While the captain and deckhand attempted to dewater the vessel, it sank in 15 feet of water.
Both crew members disembarked to a barge prior to the sinking without injury. Damage was estimated at $667,306.
Probable cause
The National Transportation Safety Board determines that the probable cause of the flooding and sinking of the towing vessel Ms Nancy C was inadequate maintenance of the vessel, resulting in corrosion and the loss of watertight integrity on the main deck, which allowed uncontrolled water ingress into the vessel’s stern voids.
Analysis
The bottom and sides of the Ms Nancy C’s hull were found to be in fair condition after the accident, and thus the hull was not considered a likely entry point for water ingress.
Investigators discovered numerous potential sources of water ingress on the main deck, in the engine room, and in the voids.

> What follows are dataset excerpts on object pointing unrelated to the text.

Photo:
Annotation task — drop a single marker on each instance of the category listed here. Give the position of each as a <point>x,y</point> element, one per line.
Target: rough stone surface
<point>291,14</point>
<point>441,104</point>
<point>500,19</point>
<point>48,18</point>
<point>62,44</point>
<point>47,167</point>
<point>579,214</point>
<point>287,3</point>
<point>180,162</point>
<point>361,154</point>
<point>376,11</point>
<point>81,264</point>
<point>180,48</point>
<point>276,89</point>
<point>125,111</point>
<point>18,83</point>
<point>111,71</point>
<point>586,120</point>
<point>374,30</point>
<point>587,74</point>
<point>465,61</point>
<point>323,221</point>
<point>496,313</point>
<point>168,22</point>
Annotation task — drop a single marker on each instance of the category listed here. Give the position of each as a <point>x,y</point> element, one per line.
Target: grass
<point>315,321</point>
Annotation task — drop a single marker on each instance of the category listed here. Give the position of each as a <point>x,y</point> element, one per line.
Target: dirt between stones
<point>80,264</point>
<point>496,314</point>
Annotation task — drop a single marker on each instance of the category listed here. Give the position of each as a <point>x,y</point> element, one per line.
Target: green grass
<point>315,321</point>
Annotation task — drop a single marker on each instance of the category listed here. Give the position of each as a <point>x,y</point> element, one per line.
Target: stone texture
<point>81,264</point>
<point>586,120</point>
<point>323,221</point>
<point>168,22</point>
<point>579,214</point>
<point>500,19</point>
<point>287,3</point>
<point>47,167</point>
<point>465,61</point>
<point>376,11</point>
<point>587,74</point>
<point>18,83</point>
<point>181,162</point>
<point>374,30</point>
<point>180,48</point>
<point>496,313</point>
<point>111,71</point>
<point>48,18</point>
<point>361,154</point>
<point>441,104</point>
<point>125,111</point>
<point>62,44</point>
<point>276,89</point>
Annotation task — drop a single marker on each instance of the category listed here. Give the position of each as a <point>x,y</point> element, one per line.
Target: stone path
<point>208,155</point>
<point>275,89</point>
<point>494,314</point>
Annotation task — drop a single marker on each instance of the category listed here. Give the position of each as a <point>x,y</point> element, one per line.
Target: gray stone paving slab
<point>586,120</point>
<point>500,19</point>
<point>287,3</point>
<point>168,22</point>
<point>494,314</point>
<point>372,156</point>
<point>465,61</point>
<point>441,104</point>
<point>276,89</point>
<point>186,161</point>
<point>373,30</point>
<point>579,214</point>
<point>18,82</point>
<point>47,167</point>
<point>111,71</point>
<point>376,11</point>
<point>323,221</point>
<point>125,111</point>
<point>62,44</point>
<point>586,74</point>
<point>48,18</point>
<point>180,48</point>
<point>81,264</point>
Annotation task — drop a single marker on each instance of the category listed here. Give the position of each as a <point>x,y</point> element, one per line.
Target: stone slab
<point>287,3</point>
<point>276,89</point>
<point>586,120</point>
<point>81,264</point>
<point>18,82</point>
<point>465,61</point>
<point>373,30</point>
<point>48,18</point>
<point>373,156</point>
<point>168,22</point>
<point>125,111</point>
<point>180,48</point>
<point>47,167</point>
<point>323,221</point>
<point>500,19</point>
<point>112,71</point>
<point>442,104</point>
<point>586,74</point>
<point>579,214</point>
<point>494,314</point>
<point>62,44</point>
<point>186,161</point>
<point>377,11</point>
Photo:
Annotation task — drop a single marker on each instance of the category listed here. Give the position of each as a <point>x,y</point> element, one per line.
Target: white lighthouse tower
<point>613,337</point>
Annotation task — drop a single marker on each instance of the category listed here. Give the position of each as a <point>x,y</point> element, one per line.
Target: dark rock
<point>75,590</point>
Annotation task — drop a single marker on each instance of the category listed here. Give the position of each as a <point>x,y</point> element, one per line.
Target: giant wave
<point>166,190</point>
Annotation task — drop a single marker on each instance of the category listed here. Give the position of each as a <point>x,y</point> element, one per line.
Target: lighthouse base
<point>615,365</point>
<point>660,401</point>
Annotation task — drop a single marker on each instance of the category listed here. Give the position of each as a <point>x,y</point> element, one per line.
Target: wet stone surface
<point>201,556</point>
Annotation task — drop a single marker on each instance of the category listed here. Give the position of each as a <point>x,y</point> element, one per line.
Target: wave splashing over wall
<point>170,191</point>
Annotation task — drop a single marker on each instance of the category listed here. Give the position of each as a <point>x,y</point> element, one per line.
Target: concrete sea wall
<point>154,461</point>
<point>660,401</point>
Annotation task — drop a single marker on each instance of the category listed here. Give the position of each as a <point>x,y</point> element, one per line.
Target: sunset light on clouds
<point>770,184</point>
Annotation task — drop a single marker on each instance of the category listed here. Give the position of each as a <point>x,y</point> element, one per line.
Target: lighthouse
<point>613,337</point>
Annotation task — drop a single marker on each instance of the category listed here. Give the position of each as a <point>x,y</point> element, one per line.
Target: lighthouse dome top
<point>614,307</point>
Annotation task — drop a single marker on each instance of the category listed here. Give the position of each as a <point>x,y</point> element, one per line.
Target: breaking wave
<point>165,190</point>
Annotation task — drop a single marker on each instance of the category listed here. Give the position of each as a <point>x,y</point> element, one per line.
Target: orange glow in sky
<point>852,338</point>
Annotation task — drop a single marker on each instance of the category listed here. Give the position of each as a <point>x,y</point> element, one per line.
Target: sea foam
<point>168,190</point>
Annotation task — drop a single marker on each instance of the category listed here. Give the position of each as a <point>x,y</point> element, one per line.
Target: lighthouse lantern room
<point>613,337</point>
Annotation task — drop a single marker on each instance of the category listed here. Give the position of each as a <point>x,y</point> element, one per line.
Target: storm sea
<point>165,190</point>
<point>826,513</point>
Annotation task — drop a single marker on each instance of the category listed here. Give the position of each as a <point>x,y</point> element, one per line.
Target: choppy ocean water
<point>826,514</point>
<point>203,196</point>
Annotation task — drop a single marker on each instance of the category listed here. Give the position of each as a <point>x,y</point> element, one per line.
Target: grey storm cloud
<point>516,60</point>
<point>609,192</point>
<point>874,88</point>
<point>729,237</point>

- On the main deck, in addition to the two access covers that were opened just prior to the sinking, a third access cover to the aft voids was found open after the accident.
- The starboard aft access cover was connected to a chain and not secured by any of its retaining screws, which indicates that it was never permanently secured, and the chain was attached to prevent it from being lost.

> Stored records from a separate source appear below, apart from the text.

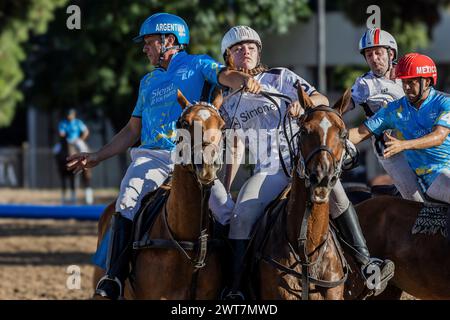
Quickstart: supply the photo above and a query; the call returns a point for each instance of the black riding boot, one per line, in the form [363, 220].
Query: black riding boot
[117, 264]
[234, 290]
[348, 225]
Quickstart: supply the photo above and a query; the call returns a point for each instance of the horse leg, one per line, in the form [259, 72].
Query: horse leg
[73, 196]
[390, 293]
[88, 192]
[63, 188]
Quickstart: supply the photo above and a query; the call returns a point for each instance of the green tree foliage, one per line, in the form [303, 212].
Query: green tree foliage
[99, 67]
[411, 22]
[18, 20]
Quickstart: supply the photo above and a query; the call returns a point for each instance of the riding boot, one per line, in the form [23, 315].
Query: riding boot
[119, 251]
[234, 290]
[350, 229]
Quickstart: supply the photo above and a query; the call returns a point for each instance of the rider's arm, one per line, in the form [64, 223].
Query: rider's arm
[61, 130]
[85, 134]
[126, 138]
[433, 139]
[356, 135]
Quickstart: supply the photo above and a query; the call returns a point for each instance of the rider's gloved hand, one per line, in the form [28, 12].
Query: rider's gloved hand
[350, 160]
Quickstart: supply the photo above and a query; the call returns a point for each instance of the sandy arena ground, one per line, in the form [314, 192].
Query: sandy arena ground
[36, 255]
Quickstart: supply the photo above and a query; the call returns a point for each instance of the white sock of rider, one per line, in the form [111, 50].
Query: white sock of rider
[89, 196]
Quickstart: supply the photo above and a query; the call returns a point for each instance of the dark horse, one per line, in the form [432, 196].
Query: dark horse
[297, 255]
[67, 177]
[421, 253]
[180, 262]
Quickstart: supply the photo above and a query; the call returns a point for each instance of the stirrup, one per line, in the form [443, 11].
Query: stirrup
[235, 295]
[228, 294]
[386, 270]
[103, 293]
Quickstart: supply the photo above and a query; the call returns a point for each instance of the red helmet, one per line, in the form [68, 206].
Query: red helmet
[413, 65]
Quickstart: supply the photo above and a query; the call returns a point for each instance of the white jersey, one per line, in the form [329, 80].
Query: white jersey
[251, 113]
[375, 92]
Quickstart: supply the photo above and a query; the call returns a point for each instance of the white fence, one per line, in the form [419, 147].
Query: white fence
[25, 167]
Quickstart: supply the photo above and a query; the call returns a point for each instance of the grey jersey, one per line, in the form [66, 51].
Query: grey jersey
[376, 92]
[256, 112]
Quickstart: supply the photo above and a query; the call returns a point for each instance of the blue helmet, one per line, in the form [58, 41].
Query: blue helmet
[165, 23]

- Other covers were missing the designed number of securing screws, and gasket material was scarred or hardened, preventing it from effectively creating a seal.
- Silicone sealant was used around the covers in an apparent attempt to provide a seal.
All of these factors suggest that the covers on the main deck with accesses to the aft voids could not effectively be made watertight.
The shaft seals were typically leaking. Although the cofferdams would have contained the water to a confined area in the engine room, a hose carrying the discharge water from the port pump was leaking as it passed through the forward stern void.
Therefore, while water was being pumped out of the engine room, this hose would have leaked water into the forward stern void. Around the discharge hose where it penetrated the main deck, sealant had been poorly applied.
The sealant application, which had holes, was potentially an additional source of water ingress into the forward stern void.
On the deckhouse along the engine room door sills, poorly installed doubler plates designed to address wastage near the seam between the deckhouse and the main deck created another potential source of water ingress from the main deck into the hull. Gaps between the doubler plates and bulkheads were large enough to have allowed water on deck to enter the vessel.
The wastage, which extended into the overhead of the forward stern void, may have been the source of, or contributed to, the flooding of the space and the eventual sinking of the vessel.
Two penetrations found between the forward and aft stern voids rendered the bulkhead between the spaces non-watertight. Thus, water flooding one space would eventually flood the other space once the water level rose above the height of the penetrations.
The deckhand stated that the aft stern void was about three quarters full when he first opened the cover, which was a level above the penetrations.
Therefore, flooding of the forward stern void would have been ongoing. The flooding of the two stern voids would have increased stern trim and thereby decreased freeboard at the aft part of the vessel. On the day of the accident, waves as high as 3–4 feet with whitecaps were reported in the waterway where the Ms Nancy C was operating.
During normal operations, the vessel had a freeboard of about 2 feet. With the wave heights that day, it is likely that waves splashed against the port and starboard sides of the vessel as it was operating within the lake from approximately 0600 until the time of the accident at 1630.
Rain and water from the waves that puddled on the main deck could have then entered the voids through the loose access covers or wastage at the aft portion of the deckhouse. Because the voids of the towing vessel were not fitted with any high-water-level alarms, the crew was not warned of the onset of flooding.
In addition, the towboat had no fixed bilge system to remove water from the voids. Therefore, to dewater the spaces the crew had to remove the access covers to the voids and run portable pumps through the accesses.
By the time the deckhand realized that the towing vessel was taking on water by the stern, the amount of water entering the vessel had exceeded the capability of the two portable submersible electric pumps he rigged to dewater or mitigate the water ingress threat to the vessel.
This quantity of water increased the stern trim and decreased the aft freeboard to a point where water on the main deck was able to freely enter the three open access covers to the stern voids, as well as through several other loose access hatches and poorly fitted doubler plates intended to cover holes created by deckhouse corrosion.
As the vessel sank further, water would then have entered the engine room through wastage on the aft side of the deckhouse and over the sills of the open engine room doors.